Do you need to skip rows while reading CSV file with read_csv in Pandas? If so, this article will show you how to skip first rows of reading file.
Method read_csv
has parameter skiprows
which can be used as follows:
(1) Skip first rows reading CSV file in Pandas
pd.read_csv(csv_file, skiprows=3, header=None)
(2) Skip rows by index with read_csv
pd.read_csv(csv_file, skiprows=[0,2])
Lets check several practical examples which will cover all aspects of reading CSV file and skipping rows.
To start lets say that we have the next CSV file:
!cat '../data/csv/multine_header.csv'
CSV file with multiple headers (to learn more about reading a CSV file with multiple headers):
Date,Company A,Company A,Company B,Company B
,Rank,Points,Rank,Points
2021-09-06,1,7.9,2,6
2021-09-07,1,8.5,2,7
2021-09-08,2,8,1,8.1
Step 1: Skip first N rows while reading CSV file
First example shows how to skip consecutive rows with Pandas read_csv
method.
There are 2 options:
- skip rows in Pandas without using header
- skip first N rows and use header for the DataFrame - check Step 2
In this Step Pandas read_csv method will read data from row 4 (index of this row is 3). The newly created DataFrame will have autogenerated column names:
df = pd.read_csv(csv_file, skiprows=3, header=None)
This will result into:
0 | 1 | 2 | 3 | 4 |
---|---|---|---|---|
2021-09-07 | 1 | 8.5 | 2 | 7.0 |
2021-09-08 | 2 | 8.0 | 1 | 8.1 |
Step 2: Skip first N rows and use header
If parameter header
of method read_csv
is not provided than first row will be used as a header. In combination of parameters header
and skiprows
- first the rows will be skipped and then first on of the remaining will be used as a header.

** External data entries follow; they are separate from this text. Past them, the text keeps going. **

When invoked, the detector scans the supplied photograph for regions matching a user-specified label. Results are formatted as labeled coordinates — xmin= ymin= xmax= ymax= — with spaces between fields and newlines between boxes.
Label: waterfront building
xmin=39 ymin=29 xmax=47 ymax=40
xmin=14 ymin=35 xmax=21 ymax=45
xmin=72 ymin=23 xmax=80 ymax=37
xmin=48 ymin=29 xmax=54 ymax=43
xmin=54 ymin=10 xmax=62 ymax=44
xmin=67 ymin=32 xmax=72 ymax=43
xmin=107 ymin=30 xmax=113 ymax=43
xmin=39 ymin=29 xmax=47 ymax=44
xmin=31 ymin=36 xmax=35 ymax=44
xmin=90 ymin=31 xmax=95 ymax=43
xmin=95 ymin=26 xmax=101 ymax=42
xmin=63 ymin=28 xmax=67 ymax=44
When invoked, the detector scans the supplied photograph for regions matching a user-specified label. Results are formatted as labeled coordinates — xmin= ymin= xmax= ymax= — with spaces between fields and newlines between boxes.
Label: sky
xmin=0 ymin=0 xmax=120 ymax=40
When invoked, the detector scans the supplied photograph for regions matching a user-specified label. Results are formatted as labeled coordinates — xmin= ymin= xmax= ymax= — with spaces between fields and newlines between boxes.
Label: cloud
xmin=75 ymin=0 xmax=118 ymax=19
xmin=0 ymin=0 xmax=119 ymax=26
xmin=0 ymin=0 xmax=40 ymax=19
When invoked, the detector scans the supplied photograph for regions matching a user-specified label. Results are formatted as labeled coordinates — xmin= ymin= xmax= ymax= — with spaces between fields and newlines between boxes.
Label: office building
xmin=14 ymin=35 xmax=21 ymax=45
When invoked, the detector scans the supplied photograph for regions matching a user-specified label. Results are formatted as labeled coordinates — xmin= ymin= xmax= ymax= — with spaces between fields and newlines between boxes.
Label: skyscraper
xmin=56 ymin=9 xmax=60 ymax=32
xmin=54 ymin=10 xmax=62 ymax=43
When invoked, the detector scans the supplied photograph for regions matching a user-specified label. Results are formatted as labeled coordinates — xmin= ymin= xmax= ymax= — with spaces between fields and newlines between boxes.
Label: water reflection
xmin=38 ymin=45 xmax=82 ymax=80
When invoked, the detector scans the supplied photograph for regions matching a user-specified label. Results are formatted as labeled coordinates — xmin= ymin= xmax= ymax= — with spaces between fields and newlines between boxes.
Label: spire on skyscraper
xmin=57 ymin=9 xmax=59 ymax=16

In the example below 3 rows from the CSV file will be skipped. The forth one will be used as a header of the new DataFrame.
df = pd.read_csv(csv_file, skiprows=3)
2021-09-07 | 1 | 8.5 | 2 | 7 |
---|---|---|---|---|
2021-09-08 | 2 | 8 | 1 | 8.1 |
Step 3: Pandas keep the header and skip first rows
What if you need to keep the header and then the skip N rows? This can be achieved in several different ways.
The most simple one is by builing a list of rows which to be skipped:
rows_to_skip = range(1,3)
df = pd.read_csv(csv_file, skiprows=rows_to_skip)
result:
Date | Company A | Company A.1 | Company B | Company B.1 |
---|---|---|---|---|
2021-09-07 | 1 | 8.5 | 2 | 7.0 |
2021-09-08 | 2 | 8.0 | 1 | 8.1 |
As you can see read_csv
method keep the header and skip first 2 rows after the header.
Step 4: Skip non consecutive rows with read_csv
by index
Parameter skiprows
is defined as:
Line numbers to skip (0-indexed) or number of lines to skip (int) at the start of the file.
So to skip rows 0 and 2 we can pass list of values to skiprows
:
df = pd.read_csv(csv_file, skiprows=[0,2])
Unnamed: 0 | Rank | Points | Rank.1 | Points.1 |
---|---|---|---|---|
2021-09-07 | 1 | 8.5 | 2 | 7.0 |
2021-09-08 | 2 | 8.0 | 1 | 8.1 |